Associate Professor O'Sullivan contacted each interviewee again six months later when lockdown orders had eased slightly. She found practices were starting to see more patients with mental health issues and new tree-changers.
Another half a year after that, they were dealing with vaccination issues and more patients who had delayed treatments and consultations over chronic conditions.
"The strength of the rural health system - and this paper shows it - is just how adaptable people can be to new pressures," Associate Professor O'Sullivan said.
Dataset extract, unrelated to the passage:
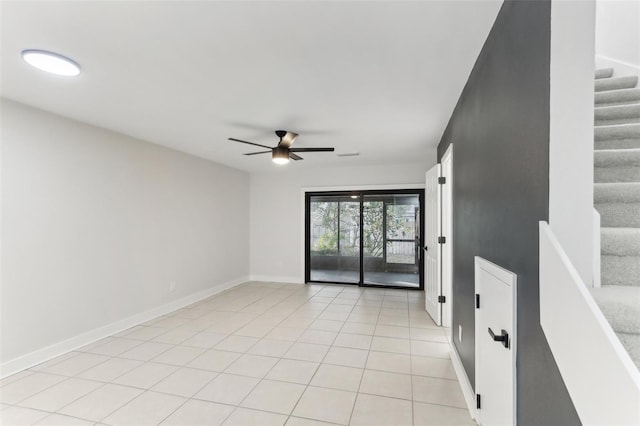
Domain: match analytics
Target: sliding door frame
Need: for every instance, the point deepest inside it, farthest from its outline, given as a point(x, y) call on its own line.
point(361, 196)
Rural practices constantly worked out how to overcome major issues, an environment that was already struggling with GP and other worker shortages before COVID-19 arrived in Australia.
Innovations came thick and fast, from driveway consultations to new systems to get paperwork to isolating doctors, along with trial and error on telehealth and phone consultations.
Learnings key to disaster management
Insights from research like Professor O'Sullivan's could prove to be food for thought for policymakers who helped shepherd GP practices through 2019-20's Black Summer bushfires, 2020-22's pandemic and last spring's catastrophic flood events.
They have already moved to shore up areas of weakness exposed in the pandemic years including more emergency coordinators, she said.
It will also come in handy for the Murray PHN itself.
"These emergency situations are really important for us to understand as an agency involved in brokering access to coordinated primary care services," Associate Professor O'Sullivan said.
The research was funded by the Murray PHN and done in collaboration with Monash University's Rural Health School.